The joint review panel’s report on the project, written after months of public hearings throughout B.C. in 2012 and 2013, is heavily flawed and the federal government should not be used as a basis on which to make a decision, say the scientists.
“The Canadian electorate expected the JRP ruling to present a balanced and appropriate consideration of the risks and benefits of the project, drawing upon the best available evidence,” the letter states.
The National Energy Board announced that it had approved the pipeline project on December 19, 2013. The federal government is expected to make a final decision on whether the project can proceed within the next few weeks.
Enbridge’s Northern Gateway pipeline would transport bitumen from Alberta’s oil sands to Kitimat, where it would be exported by tanker to Asia. First Nations and environmental groups oppose the project on environmental grounds, saying a marine oil spill in North Coast waters would be especially devastating.

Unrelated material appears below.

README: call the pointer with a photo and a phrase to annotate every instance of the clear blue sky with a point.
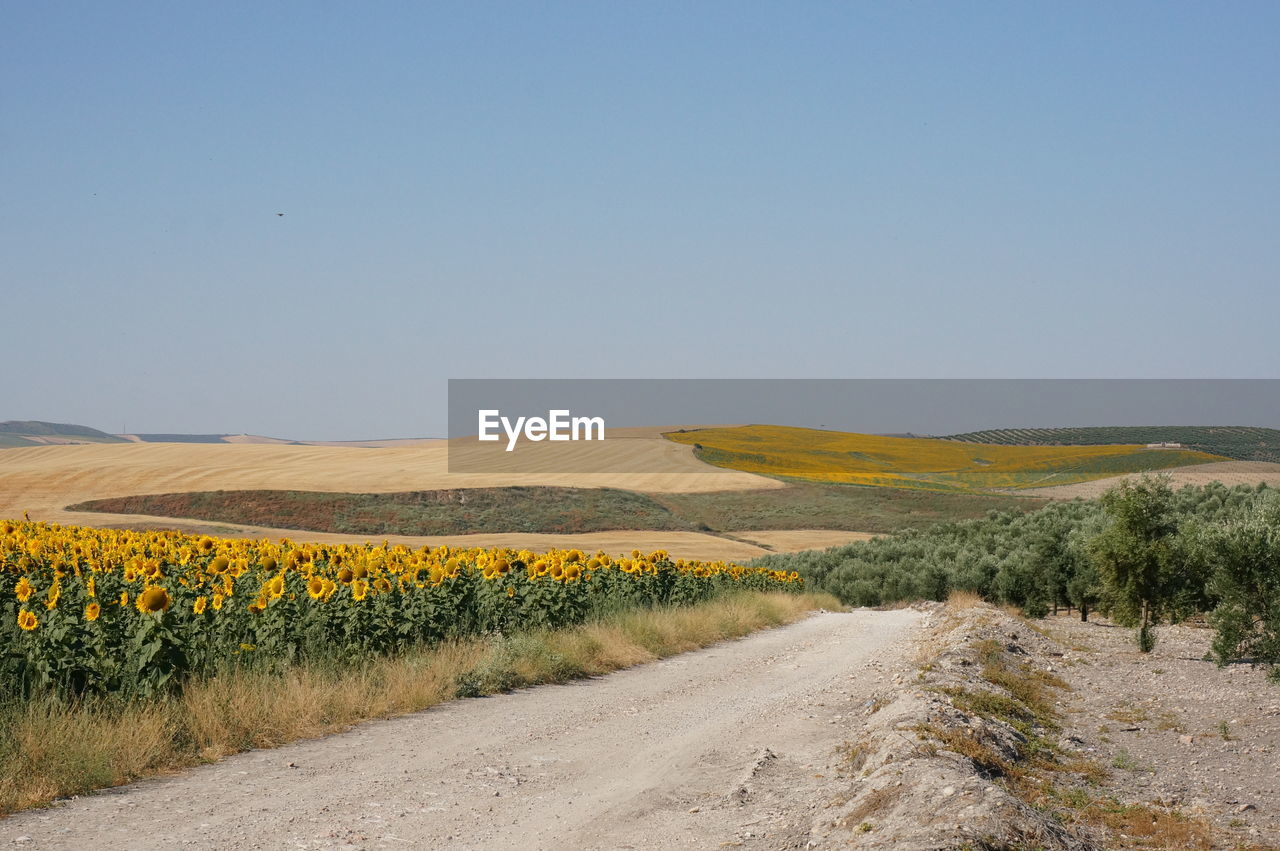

The report is flawed for five reasons, says the group of scientists: it failed to articulate the rationale for its findings; it considered a narrow set of risks against a broad set of economic benefits; it relied on information from Enbridge without an outside review; it contradicted scientific information in official government documents; and it treated uncertain risks as unimportant risks, and assumed they would be negated by Enbridge’s yet-to-be-developed mitigation measures.
“The JRP’s conclusion — that Canadians would be better off with than without the Northern Gateway Project given all ‘environmental, social and economic considerations’ — stands unsupported,” says the letter.
B.C. Premier Christy Clark has set five conditions that must be met before the province will support the project. The federal government’s recent announcement that pipeline operators must carry up to $1 billion in insurance costs in case of an oil spill is the same amount the B.C. government insisted Enbridge carry as part of the five conditions.